When a malicious package is identified, I strongly believe we have a moral obligation to notify people that they have been hacked. I work in the industry, and cleaning up from a breach is never fun - but one thing is universal, the longer the attacker has access, the more expensive it is to clean up. Additionally, failing to notify people that they have been breached may even be against California and EU law.
Malware distributed by pypi needs to marked as malicious and notify users with pip that they have been hacked. One option here is that pip upgrade should throw an error, and there should be a way to remove the malware package from the system.
Without notifying people, the criminals that are profiting from pypi’s lack of security - will continue to do so because of the lack of evidence to bring them to justice. I would like to see pypi work closer with law enforcement to share details about these attacks, “if you see something say something.”
I’d also like to see the stats of how many people are hacked each month. I think that hiding this information is bad optics. This lack of transparency is and ultimately bad for the community, because the squeaky wheel gets the oil. Hiding how many people are hacked, allows some people in the community to dismiss pypi’s continued problems with distributing malicious code. This as a kind of “wolf in sheep’s clothing,” and I have seen very talented senior engineers get hacked because of a typo.
We provide download statistics for all packages, but inferring “how many people get hacked” from that is challenging, because “one download” doesn’t mean “one install” (PyPI has a large number of static mirrors) and “one install” doesn’t necessarily mean “one hack”.
I’d agree with @pf_moore (in the linked issue) that silently removing something isn’t a great way to go. Alert? By all means - though not sure what form that should take. Remove? Maybe… there’s rather too much of people doing things to other people’s computers for their own good. But removing silently is not only bad form - the owner of a computing device has a right to know what has been done to it - but also risks not being enough, a well crafted piece of malware, once activated, could well replicate itself into another form that won’t be eliminated by pip uninstalling the original package, so “silent” is really bad here.
Are you implying that PyPI has a moral obligation to retain a full list of every package you have downloaded? That sounds like a bit of a privacy issue to me.

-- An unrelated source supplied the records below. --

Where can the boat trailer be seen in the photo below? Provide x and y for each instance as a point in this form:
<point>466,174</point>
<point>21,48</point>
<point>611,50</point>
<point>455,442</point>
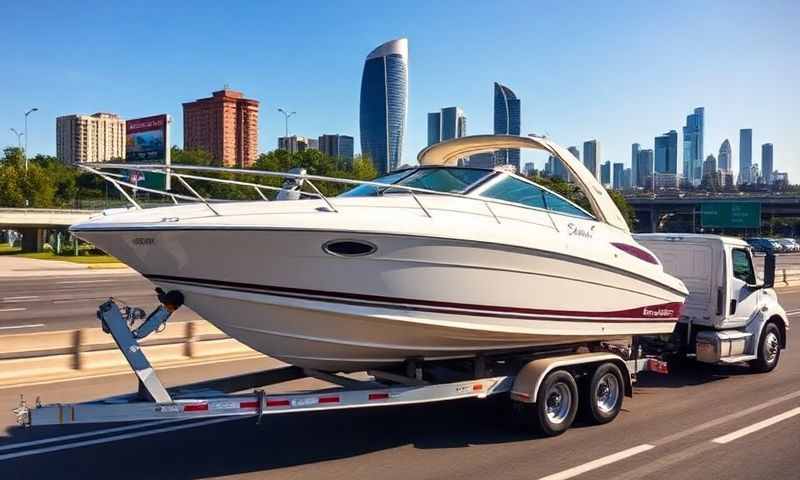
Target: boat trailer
<point>418,382</point>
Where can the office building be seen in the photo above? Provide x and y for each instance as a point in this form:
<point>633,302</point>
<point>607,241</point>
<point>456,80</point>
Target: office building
<point>767,165</point>
<point>224,125</point>
<point>644,169</point>
<point>693,146</point>
<point>592,157</point>
<point>507,119</point>
<point>605,174</point>
<point>90,138</point>
<point>725,157</point>
<point>384,100</point>
<point>336,146</point>
<point>746,156</point>
<point>618,171</point>
<point>666,153</point>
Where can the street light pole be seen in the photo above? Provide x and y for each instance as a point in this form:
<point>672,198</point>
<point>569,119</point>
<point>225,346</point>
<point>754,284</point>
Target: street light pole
<point>25,152</point>
<point>286,116</point>
<point>19,138</point>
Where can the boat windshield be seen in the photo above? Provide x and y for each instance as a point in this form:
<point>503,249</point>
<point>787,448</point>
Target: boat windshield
<point>446,179</point>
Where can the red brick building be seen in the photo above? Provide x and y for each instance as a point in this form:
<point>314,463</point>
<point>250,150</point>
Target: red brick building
<point>225,125</point>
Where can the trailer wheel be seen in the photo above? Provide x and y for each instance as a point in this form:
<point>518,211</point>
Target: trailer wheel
<point>602,400</point>
<point>769,349</point>
<point>555,407</point>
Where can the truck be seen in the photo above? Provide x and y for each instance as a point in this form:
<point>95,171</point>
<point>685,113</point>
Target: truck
<point>731,316</point>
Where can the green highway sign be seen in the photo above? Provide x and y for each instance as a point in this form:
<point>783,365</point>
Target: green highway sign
<point>730,214</point>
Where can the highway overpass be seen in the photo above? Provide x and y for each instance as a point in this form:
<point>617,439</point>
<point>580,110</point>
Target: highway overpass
<point>33,223</point>
<point>652,213</point>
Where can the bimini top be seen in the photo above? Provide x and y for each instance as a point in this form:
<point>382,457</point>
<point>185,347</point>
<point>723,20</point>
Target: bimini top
<point>448,152</point>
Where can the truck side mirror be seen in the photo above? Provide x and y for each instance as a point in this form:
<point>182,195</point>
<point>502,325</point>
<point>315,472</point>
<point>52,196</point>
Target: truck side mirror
<point>769,270</point>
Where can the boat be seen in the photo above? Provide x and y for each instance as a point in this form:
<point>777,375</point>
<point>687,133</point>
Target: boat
<point>431,262</point>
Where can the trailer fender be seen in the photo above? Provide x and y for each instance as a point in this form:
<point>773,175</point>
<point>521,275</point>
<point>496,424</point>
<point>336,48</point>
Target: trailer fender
<point>530,377</point>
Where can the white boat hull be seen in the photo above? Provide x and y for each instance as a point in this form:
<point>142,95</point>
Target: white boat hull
<point>417,297</point>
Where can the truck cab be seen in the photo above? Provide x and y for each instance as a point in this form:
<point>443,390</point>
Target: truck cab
<point>732,314</point>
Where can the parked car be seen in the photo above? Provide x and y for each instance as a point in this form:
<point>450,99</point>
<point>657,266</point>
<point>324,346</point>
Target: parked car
<point>763,245</point>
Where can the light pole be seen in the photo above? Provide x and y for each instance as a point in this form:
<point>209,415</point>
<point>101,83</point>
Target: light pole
<point>286,116</point>
<point>19,138</point>
<point>25,152</point>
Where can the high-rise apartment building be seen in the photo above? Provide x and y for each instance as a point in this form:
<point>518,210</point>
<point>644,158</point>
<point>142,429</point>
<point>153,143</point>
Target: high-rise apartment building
<point>384,100</point>
<point>507,120</point>
<point>90,138</point>
<point>746,156</point>
<point>725,157</point>
<point>225,125</point>
<point>767,165</point>
<point>666,152</point>
<point>693,146</point>
<point>619,172</point>
<point>336,146</point>
<point>592,156</point>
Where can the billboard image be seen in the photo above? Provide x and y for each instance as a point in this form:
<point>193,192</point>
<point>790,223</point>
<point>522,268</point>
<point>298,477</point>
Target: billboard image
<point>147,141</point>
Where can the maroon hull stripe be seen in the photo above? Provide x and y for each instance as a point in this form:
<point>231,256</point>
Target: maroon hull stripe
<point>666,312</point>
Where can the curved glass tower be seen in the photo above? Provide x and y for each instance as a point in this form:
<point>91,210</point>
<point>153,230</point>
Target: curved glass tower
<point>384,97</point>
<point>506,121</point>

OTOH if you just mean that there needs to be a list of “most recently removed malicious packages”, that’s something that seems a lot more reasonable. It isn’t going to notify you though - you would still be responsible for monitoring the list to see if there are any problems.
Do you mean the number of people who download those packages, or do you need them to be more thoroughly tracked in order to find out if any compromise happened? Again, this is definitely a level of tracking that I would not want to see happen.
To add to this, I agree that PyPI should provide an API to report what malicious packages have been removed, and installer tools (pip, pdm, poetry, etc.) should alert if those packages are present in a users environment, the API is likely to ultimately be more beneficial than the alert.
As, presumably, any well crafted malicious package once installed will remove the part of the code from the installer tool that alerts the user.
Whereas an API could be used for many different use cases, such as AV tools, firewalls, etc.
I will gently remind everyone that no matter “moral obligations”, improvements don’t get done if nobody works on them, and PyPI is running short-handed (plus, if you read https://blog.pypi.org, you can’t deny that they are already putting a lot of effort into security with the budget they have). The same holds for pip. The pip and Warehouse issues are open and awaiting implementations.
As a gentle reminder of context here, the only pip command that scans the whole user’s environment (every package that is present in the environment) is pip check, which can be run manually by the user to validate their environment.
While it would be possible to use a PyPI API like the one described to determine if there are malicious packages present, pip would likely implement that under pip check, so the user is still responsible for initiating the check. And of course, it’s not actually that hard to write a standalone checker that lists all the installed packages and checks that against a PyPI list - so a manual check (such as might be run as part of an audit) doesn’t need to be built into pip.
However, pip does run a pip check after completing an install, so having the scan included as part of pip check would offer a certain amount of additional security. But note that we don’t guarantee that we’ll always run pip check every install - it’s costly, and we do it to ensure that newly installed packages are compatible with installed ones, so if we ever find a way to achieve that compatibility without running a full pip check, we might choose to do so.
Hasn’t Pip, since the new resolver was added, run a check at the end of each install?
I’m pretty confident that if you install something that conflicts with your existing environment Pip tells you at the end of the install without the need to manually run pip check.
Sorry just got off a red eye flight when I wrote that. I clearly misunderstood the sentance “the only pip command that scans the whole user’s environment … is pip check”.